LONDON (Reuters) - Britain risks decades of slow economic decline unless it invests heavily in research, which at the moment is one of the country’s few genuine areas of economic competitive advantage, leading scientists said on Tuesday.
The Royal Society, an influential science academy whose members include more than 60 Nobel laureates, said Britain’s current technological advantage could be wiped out by the United States, China, India, France and Germany, who it said had “ramped up spending in science to boost their economies.”
“History shows us that new technologies drive economic development -- look at the industrial and digital revolutions,” said Martin Taylor, chair of a Royal Society panel which published a report on the future of science in Britain.
The report lamented Britain’s lack of enthusiasm for investing in science during the global recession. It accused Prime Minister Gordon Brown’s government, which faces an election by June, of cutting university budgets by 600 million pounds while others were pouring more money in.
France had promised an 35 billion euro investment in the “knowledge economy,” it said, while Germany plans to increase its federal budget for education and research by 12 billion euros by 2013.
“The UK has been in the top two of the scientific premier league for the last 350 years. It would seem obvious that politicians would recognize the need to invest in this competitive advantage rather than cutting funds,” Taylor said at a briefing to launch the report.
The report, entitled The Scientific Century: Securing our Future Prosperity, said science was key to any long-term strategy for economic growth and said that while Britain’s record for innovation was good, it was also fragile.
Patents granted to British universities increased by 136 percent between 2000 and 2008, it said, and university spin outs or business ventures employed 14,000 people in the year 2007/08 and had a turnover of 1.1 billion pounds.

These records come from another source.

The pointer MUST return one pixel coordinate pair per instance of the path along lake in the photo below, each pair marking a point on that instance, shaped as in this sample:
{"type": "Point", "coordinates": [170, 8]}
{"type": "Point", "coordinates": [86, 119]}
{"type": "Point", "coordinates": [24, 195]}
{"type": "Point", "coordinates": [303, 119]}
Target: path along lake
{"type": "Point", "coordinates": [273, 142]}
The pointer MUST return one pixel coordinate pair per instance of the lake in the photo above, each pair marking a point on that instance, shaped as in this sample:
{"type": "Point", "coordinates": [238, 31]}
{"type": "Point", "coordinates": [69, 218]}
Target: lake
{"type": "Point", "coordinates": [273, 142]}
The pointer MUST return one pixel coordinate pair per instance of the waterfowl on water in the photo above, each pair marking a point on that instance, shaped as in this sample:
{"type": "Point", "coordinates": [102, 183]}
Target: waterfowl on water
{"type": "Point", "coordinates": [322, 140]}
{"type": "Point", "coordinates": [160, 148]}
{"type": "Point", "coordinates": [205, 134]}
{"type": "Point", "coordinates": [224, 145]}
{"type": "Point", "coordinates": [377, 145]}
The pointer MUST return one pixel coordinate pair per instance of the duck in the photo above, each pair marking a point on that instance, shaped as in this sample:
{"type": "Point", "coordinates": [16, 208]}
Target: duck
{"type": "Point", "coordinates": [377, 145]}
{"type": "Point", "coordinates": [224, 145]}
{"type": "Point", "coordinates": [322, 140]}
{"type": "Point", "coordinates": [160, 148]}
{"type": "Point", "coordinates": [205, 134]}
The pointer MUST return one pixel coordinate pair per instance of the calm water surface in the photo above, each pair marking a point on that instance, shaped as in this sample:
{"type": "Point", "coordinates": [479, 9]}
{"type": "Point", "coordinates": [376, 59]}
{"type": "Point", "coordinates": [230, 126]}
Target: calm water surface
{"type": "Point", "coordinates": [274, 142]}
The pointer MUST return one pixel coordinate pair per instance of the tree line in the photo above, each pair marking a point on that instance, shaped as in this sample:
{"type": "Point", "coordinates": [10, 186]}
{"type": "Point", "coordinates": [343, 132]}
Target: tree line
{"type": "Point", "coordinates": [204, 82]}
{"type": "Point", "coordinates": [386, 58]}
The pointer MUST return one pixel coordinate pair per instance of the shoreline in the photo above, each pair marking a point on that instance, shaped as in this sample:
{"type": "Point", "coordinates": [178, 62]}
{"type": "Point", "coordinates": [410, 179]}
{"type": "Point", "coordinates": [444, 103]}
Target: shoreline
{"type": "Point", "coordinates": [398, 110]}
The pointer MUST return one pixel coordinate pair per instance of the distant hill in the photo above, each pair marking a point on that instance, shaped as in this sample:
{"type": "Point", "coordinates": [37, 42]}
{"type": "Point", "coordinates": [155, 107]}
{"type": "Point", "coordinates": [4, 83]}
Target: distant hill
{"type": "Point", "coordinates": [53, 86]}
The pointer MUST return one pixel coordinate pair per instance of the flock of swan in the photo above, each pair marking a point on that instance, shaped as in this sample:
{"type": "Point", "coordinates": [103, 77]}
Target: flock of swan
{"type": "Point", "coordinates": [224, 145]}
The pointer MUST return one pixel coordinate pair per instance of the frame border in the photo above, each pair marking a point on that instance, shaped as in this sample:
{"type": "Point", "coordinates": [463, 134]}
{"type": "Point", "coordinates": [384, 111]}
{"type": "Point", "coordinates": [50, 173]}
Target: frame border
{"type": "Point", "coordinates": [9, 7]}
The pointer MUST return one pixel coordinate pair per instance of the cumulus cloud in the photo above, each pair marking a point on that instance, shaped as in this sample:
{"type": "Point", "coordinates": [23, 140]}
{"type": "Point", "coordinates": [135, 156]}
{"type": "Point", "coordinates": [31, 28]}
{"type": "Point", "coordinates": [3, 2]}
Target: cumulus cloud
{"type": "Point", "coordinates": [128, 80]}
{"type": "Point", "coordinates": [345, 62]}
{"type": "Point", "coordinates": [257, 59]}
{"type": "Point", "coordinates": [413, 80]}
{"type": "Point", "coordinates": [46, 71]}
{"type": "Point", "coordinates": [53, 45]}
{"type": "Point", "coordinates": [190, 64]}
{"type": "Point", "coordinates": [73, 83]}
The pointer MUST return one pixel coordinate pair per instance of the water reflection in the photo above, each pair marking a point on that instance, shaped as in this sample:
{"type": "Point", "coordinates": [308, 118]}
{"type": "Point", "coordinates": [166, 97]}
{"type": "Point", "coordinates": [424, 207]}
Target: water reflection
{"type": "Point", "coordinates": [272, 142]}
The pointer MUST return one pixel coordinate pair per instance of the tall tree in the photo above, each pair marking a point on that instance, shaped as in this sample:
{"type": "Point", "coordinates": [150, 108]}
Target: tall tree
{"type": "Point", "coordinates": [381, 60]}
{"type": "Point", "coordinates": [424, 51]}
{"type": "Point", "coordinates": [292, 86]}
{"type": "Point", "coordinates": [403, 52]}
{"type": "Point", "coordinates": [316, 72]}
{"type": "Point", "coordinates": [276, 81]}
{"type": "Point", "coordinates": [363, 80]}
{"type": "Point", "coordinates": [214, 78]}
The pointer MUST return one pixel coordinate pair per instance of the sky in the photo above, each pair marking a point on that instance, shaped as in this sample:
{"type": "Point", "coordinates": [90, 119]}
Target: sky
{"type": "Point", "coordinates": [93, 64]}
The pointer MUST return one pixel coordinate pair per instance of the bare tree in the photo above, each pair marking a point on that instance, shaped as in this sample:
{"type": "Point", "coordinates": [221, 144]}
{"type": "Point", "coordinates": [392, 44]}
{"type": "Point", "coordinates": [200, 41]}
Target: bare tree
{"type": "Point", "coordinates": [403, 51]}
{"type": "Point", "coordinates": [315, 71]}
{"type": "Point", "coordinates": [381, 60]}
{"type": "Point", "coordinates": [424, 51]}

But it also pointed to weaknesses in business research and development spending, which in 2007 was around 1.14 percent of gross domestic product (GDP) in Britain compared with 1.9 percent in the United States and 1.8 percent in Germany.
David Sainsbury, a former science minister and a member of the report’s panel, said Britain had to compete on expertise since labor costs were relatively high.
“We cannot compete with countries such as China and India on the basis of low wages,” he said in a statement with the report.
“Science and innovation must ... be the basis of the strategy for growth which we need to have as we go into a tough period of fiscal consolidation.”